Jason Gibson

3 Keys to Starting the New School Year Off Right

This weeks’ post comes from Jason Gibson, Learning and Behavior Consultant in Nashville, TN. You can find him on Twitter @jasonLgibson Thanks Jason!

Classrooms are coming to back to life again after break and are filled with students brimming full of potential. The potential for incredible success and also the potential for unfortunate failure. Thankfully educators are the captain of their own classroom and this post is meant to provide some encouragement during these critical first weeks. Below you will find three critical keys to starting the year off right.


Image of teacher calling on student raising her hand

1. Capture their interest. The reality of many classrooms today is that they are boring. You have an adult standing in front of the room droning on and on about a subject, or maybe the classroom is a worksheet factory where the piles never seem to stop. Don’t be those teachers! Do something that captures their attention and lets them know that this year will be different. Let them know what you have to teach them is meaningful and exciting! If you have created a class that students are excited to walk in to, then you have kicked the year off right. Remember, students engaged in learning tend to not be engaged in misbehavior.

Idea in Action

When students are walking in to the classroom, have a variety of technologies available for them to try before class begins. Place a series of prompts on the board or on paper that challenges them to use all the creativity they can in 5 minutes. When class time begins, highlight their work and connect what they have done to the lesson for the day.

2. Establish the boundary lines. Be clear upfront with your expectations for success. Let them know what is acceptable and not acceptable in your room. Many times we do not think about it until we see it being done wrong. Instead of having your students learn by failing, start them off with what they need to know. Keep them stated as things “to do” rather than things “not to do”. This is much simpler. Can you imagine how long a “not to do” list could be?

Idea in Action

Say this:  “Keep your hands, feet, and inappropriate comments to yourself”

Not this:  “Don’t bother anyone around you”

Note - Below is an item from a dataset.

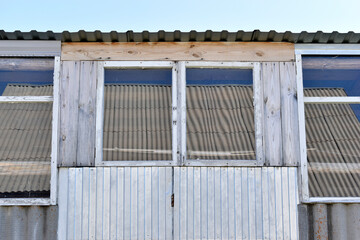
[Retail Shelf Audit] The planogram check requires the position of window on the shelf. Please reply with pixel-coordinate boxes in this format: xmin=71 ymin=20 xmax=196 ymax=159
xmin=297 ymin=44 xmax=360 ymax=202
xmin=0 ymin=41 xmax=60 ymax=205
xmin=96 ymin=62 xmax=262 ymax=166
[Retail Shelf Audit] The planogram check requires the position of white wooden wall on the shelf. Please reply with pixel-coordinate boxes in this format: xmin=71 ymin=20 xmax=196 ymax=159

3. Let them know you care. In many schools, it can be easy to feel like a number in a student factory. This is especially true in higher grades as schools get larger. The best gift you can give early on is acknowledgment. Let them know you care enough about them by trying to learn their name as quickly as possible. What is even better is to use their names frequently. Everyone likes the feeling of being somewhere they belong and this will help that process. You will have students that prefer to be invisible, and this will let you know who they are so you can start the journey of uncovering why.

Idea in Action

Say this:  “Angela, I’m glad you’re here today. Thanks for coming prepared.”

Not this:  “Hi”

Give these first days of school your very best. They are your best chance to capture the hearts and attention of your new students. This is true even for those students that have been especially tough for other teachers in the past. You might be the teacher that will finally unlock their potential.